The definition of a CW complex is given as follows.
To prove that $\Phi$ is a quotient map, we have to show that if $B \subset X_n$ is a set such that $\Phi^{-1}(B)$ is closed in $S = X_{n-1} \sqcup \bigsqcup_\alpha D^n_\alpha$, then $B$ is closed in $X_n$. Note that $\Phi_\alpha = \Phi \mid_{D^n_\alpha} : D^n_\alpha \to X_n$ is the characteristic map for the cell $e^n_\alpha$.
$\Phi^{-1}(B)$ closed means that $\Phi^{-1}(B) \cap X_{n-1}$ is closed in $X_{n-1}$ and $\Phi^{-1}(B) \cap D^n_\alpha$ closed in $D^n_\alpha$, hence compact, for all $\alpha$.
For any $A \subset S$ we have $\Phi^{-1}(B) \cap A = \Phi^{-1}(B \cap \Phi(A)) \cap A = (\Phi \mid_A)^{-1}(B \cap \Phi(A))$.
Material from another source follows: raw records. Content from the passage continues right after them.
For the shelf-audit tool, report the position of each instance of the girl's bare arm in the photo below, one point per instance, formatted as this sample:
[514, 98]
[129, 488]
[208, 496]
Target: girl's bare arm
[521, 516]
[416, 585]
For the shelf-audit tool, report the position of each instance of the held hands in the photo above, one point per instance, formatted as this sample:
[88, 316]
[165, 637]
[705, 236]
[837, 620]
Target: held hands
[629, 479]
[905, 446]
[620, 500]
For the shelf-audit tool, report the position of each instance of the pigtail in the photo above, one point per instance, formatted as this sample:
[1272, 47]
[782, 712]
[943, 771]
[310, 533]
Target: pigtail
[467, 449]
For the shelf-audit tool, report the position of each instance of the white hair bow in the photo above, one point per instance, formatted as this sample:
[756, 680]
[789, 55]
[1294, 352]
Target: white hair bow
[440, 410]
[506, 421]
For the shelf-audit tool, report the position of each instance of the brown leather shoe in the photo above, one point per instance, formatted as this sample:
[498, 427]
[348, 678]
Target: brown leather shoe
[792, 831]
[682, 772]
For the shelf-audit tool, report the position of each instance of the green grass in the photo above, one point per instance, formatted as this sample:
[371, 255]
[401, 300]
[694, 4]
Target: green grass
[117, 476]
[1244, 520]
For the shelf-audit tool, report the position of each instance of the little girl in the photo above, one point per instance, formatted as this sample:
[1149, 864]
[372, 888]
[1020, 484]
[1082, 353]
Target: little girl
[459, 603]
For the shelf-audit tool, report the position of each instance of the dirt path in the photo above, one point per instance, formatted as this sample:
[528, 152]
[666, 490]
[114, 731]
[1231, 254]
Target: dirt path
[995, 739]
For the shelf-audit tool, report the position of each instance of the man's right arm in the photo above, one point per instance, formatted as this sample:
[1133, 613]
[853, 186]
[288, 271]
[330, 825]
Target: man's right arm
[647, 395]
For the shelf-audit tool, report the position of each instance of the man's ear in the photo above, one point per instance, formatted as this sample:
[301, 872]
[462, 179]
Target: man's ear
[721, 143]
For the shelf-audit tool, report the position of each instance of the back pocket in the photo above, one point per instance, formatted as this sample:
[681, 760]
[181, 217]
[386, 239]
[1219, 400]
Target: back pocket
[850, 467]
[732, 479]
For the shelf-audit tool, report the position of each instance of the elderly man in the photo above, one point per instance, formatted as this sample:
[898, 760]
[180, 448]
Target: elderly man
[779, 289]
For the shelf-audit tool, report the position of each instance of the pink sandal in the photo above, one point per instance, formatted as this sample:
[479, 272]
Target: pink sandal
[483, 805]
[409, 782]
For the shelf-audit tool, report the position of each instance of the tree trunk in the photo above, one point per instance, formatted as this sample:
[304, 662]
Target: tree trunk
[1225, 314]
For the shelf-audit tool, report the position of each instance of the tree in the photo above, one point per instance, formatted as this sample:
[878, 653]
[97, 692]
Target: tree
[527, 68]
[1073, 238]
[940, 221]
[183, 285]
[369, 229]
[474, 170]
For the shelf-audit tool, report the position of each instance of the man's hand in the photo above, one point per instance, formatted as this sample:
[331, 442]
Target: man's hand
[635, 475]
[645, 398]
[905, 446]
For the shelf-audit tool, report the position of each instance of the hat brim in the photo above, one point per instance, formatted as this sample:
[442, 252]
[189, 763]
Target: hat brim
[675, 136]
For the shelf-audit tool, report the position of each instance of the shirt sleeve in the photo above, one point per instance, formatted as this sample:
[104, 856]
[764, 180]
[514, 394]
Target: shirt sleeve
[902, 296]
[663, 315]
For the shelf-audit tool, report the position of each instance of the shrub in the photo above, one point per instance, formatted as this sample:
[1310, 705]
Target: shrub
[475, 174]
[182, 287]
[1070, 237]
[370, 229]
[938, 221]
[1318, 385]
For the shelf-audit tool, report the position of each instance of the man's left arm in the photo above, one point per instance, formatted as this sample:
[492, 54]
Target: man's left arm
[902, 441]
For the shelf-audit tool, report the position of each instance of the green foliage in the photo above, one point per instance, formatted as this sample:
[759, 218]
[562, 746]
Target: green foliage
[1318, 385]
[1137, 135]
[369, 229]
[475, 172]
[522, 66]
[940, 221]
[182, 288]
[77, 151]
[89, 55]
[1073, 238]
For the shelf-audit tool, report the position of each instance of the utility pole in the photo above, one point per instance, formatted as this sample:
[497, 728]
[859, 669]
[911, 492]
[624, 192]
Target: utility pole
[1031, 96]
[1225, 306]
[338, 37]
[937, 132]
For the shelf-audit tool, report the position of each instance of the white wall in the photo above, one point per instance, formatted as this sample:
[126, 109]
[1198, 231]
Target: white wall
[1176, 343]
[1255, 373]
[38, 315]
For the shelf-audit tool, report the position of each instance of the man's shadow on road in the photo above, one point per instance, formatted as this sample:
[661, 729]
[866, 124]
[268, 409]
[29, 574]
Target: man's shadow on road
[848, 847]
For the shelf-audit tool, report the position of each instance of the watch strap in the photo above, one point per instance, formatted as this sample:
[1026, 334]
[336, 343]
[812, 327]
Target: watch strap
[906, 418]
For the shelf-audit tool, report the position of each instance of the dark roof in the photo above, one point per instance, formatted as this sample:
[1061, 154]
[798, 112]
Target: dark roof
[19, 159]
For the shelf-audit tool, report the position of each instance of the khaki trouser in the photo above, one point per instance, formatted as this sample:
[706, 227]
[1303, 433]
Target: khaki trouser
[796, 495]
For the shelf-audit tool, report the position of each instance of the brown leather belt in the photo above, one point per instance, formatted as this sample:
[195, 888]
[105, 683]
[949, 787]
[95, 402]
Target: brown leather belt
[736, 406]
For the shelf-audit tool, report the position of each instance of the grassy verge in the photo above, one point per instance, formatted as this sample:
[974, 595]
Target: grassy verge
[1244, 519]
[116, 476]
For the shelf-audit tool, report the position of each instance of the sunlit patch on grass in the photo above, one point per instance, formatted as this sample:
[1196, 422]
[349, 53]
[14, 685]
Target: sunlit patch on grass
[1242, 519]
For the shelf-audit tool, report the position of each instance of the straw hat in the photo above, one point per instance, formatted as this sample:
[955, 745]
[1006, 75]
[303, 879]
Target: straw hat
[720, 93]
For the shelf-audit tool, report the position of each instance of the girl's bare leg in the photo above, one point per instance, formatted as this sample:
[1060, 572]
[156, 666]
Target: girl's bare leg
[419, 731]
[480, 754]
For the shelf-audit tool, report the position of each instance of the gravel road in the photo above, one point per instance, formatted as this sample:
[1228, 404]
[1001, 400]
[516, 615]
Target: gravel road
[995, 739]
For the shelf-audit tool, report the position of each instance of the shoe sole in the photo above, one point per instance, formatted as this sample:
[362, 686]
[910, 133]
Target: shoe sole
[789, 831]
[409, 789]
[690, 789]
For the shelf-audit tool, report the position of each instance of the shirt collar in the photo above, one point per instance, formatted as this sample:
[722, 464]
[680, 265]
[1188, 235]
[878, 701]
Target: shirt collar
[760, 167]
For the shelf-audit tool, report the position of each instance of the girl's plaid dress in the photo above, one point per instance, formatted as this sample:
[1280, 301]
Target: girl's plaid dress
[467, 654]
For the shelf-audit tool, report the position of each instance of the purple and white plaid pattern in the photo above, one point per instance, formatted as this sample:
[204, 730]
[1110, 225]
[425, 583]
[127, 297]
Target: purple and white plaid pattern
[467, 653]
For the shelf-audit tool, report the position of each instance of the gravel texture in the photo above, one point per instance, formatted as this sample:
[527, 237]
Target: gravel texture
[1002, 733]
For $A = X_{n-1}$ we have $\Phi(A) = X_{n-1}$ and $\Phi\mid_{X_{n-1}}$ is the inclusion of $X_{n-1}$ into $X_n$. Hence $\Phi^{-1}(B) \cap X_{n-1} = (\Phi\mid_{X_{n-1}})^{-1}(B \cap X_{n-1}) = B \cap X_{n-1}$, thus $B \cap X_{n-1}$ is closed in $X_{n-1}$ which implies that $B \cap \overline e$ is closed in $\overline e$ for all cells of dimension $< n$.
For $A = D^n_\alpha$ we have $\Phi(A) = \overline{e^n_\alpha}$. Hence $\Phi^{-1}(B) \cap D^n_\alpha = \Phi_\alpha^{-1}(B \cap \overline{e^n_\alpha})$ is compact, thus also $\Phi_\alpha(\Phi_\alpha^{-1}(B \cap \overline{e^n_\alpha}))= B \cap \overline{e^n_\alpha}$ is compact and therefore closed in $\overline{e^n_\alpha}$.